Palms and Pearls : or, Scenes in Ceylon. By Alan
Waters. (Bentley and Sons.)—Mr. Waters begins with a practical chapter, which the intending visitor to Ceylon may study with profit. Not the least useful bit of advice that he gives is : " Don't try to find out how your food is cooked." A chapter on "Singhalese History," with its four epochs of Native, Portuguese, Dutch, and British rule, follows. The people and the country are then described briefly and effectively. Among the most interesting objects about which Mr. Waters writes—and he always writes in an excellent style—is the bo-tree of Anaradhapoora, the oldest tree, our author thinks, that there is in the world. He does not hesi- tate to express his belief in its reputed age of 2,179 years. Its planting is attributed to the year 288 B.C., and the records of its e :istence are, if not absolutely continuous, still such as to afford a strong presumption that the claim of antiquity is well founded. Here is a specimen of Mr. Waters's graphic powers.

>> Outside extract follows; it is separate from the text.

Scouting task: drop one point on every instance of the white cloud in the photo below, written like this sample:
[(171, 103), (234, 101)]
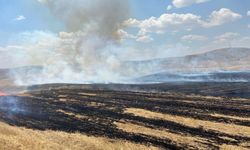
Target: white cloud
[(185, 3), (226, 37), (20, 18), (144, 39), (169, 7), (222, 16), (192, 37), (173, 21)]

He is describing a night view from Adam's Peak :— " It was nearly full moon, and by her light I could see the crests of the surrounding mountains with great distinctness, while in every nearer cleft and gully below lay impenetrable shadows that made them look as of depth unfathomable. Masses of pearly-gray mist floated hither and thither in fantastic shapes, from which now and again a fragment of cloud would detach itself and stream away on a voyage of discovery on its own account. Then borne along by the restless night air, cloudy battalions would come sweeping past, breaking themselves in feathery foam against the battlements of the steep mountain barriers As morning came on apace the wind fell, and the first level sunbeams from over the Kandyan Hills lit up what looked like a glassy expanse of water, the colour of the down on a cygnet's breast, studded with countless wooded islands ; a decep- tion of Nature, which without the aid of memory it was difficult to conceive of as a mere fanciful creation, until beneath the gathering power of the thirsty Sun-god, mist and shadow and cloud had rolled away, and beneath me lay once more the fine outlines of rock and wood and mountain."
The concluding chapters of the volume are given to the fauna and flora of the island.